Turkish President Recep Tayyip Erdogan seems to be betting on the natural gas riches of the eastern Mediterranean to overcome the economic crisis and to ensure he stays in power. He’s also apparently hoping that Turkey will become a hub for exporting natural gas to European markets.
What makes matters related to gas reserves of the eastern Mediterranean more complicated is that Turkey seems to be an undesirable partner in most of the regional cooperation frameworks in the sector.
In January, Egypt, Israel, Greece, Cyprus, Jordan, Italy and the Palestinian Authority established the Eastern Mediterranean Gas Forum with the intention of creating an international organisation that respects the rights of its members to their natural resources in accordance with the principles of international law and strengthens their efforts to build the right infrastructure.
Ankara was not invited to participate in the forum because its activities in the region were seen to be destabilising.

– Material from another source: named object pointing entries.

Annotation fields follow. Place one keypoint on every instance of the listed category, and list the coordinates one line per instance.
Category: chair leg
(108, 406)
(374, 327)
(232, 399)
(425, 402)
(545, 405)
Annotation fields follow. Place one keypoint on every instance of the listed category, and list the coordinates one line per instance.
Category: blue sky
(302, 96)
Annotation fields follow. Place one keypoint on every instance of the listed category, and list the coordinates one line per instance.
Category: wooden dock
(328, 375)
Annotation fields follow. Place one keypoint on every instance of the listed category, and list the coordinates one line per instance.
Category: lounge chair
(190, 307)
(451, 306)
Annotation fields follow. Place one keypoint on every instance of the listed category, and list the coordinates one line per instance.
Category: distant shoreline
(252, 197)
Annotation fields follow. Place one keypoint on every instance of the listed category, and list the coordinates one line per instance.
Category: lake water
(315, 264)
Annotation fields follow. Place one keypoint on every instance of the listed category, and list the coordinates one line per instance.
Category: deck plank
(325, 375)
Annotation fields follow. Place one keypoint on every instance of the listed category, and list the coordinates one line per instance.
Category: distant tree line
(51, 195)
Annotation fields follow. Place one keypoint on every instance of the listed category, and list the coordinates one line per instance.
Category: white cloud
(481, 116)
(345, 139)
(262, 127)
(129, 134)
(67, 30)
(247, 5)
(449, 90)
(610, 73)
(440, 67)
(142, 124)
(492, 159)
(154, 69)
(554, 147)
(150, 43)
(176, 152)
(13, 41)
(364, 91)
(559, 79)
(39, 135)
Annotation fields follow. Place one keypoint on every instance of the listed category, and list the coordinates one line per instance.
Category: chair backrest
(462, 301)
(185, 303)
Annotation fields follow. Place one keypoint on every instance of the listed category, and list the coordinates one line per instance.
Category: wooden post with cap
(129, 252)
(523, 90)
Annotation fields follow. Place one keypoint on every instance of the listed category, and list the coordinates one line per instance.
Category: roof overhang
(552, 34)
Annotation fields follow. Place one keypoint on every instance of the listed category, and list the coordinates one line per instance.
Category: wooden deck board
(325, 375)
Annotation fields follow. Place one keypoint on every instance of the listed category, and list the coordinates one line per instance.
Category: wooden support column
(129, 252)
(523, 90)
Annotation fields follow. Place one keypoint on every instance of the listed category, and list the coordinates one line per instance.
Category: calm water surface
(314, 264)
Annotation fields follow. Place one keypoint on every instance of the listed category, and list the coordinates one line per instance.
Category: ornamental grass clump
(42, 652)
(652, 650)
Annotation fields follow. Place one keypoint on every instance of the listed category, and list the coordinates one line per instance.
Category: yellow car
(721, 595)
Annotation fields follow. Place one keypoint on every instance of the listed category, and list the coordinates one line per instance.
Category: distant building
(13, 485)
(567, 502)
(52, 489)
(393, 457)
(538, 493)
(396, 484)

Ankara also rejects Cyprus’s claims over its maritime economic zone, arguing that parts of it were within the jurisdiction of Turkey or Turkish Cypriots.
Furthermore, it rejected agreements broached by Cyprus to define its maritime borders, including its agreements with Egypt and Israel, based on which the economic zones of those countries were determined in the eastern Mediterranean.
Turkish naval forces modified their rules of engagement in the eastern Mediterranean. Turkey dispatched exploration ships to Cypriot territorial waters, accompanied by warships to protect them. Turkey has been harassing Cyprus’s exploration vessels and last year it intercepted Italian drilling vessels off Cyprus while its own ships were exploring for gas within Cypriot territorial waters without clear and internationally recognised legal grounds.
It is estimated that Turkey’s bid for natural gas resources in the eastern Mediterranean will not come to fruition in the short term.
US Senator Bob Menendez, a Democrat from New Jersey, and US Senator Marco Rubio, a Republican from Florida, submitted a bill in the US Congress titled “Security and Partnership for the Eastern Mediterranean” with the view of lifting the arms embargo on Cyprus that’s been in place for decades. The measure suggests that political, military and economic circles in Washington are willing to further isolate Turkey if it goes ahead with the S-400 missile defence deal with Russia or if it continues following policies that hinder US interests in the region.
In addition, some countries — Iran and Qatar, for example — may increase instability in the region by supporting terrorist movements interested in disrupting gas exports from the eastern Mediterranean to Europe since that trade goes against their interests. It is easy to see the complexities involved in the strategic environment for the development and export of natural gas from the region.
Such moves increase the likelihood of military confrontation between eastern Mediterranean countries, especially considering the tendency of the Turks to use all possible means, including military options, to defend what they say are their legitimate “rights” to resource discoveries.
If Turkey continues its policies in the eastern Mediterranean, which is most likely to happen, Erdogan will find himself more isolated and Turkey’s economic crisis will intensify. On the other side, there will be a tendency towards closer cooperation between the other players in the region to achieve positive returns quickly and as a tool to deter Ankara.
This shows the importance of encouraging and promoting the Eastern Mediterranean Gas Forum as a vital grouping that serves the interests of the participating countries in accordance with the principles of international law and respect for international conventions.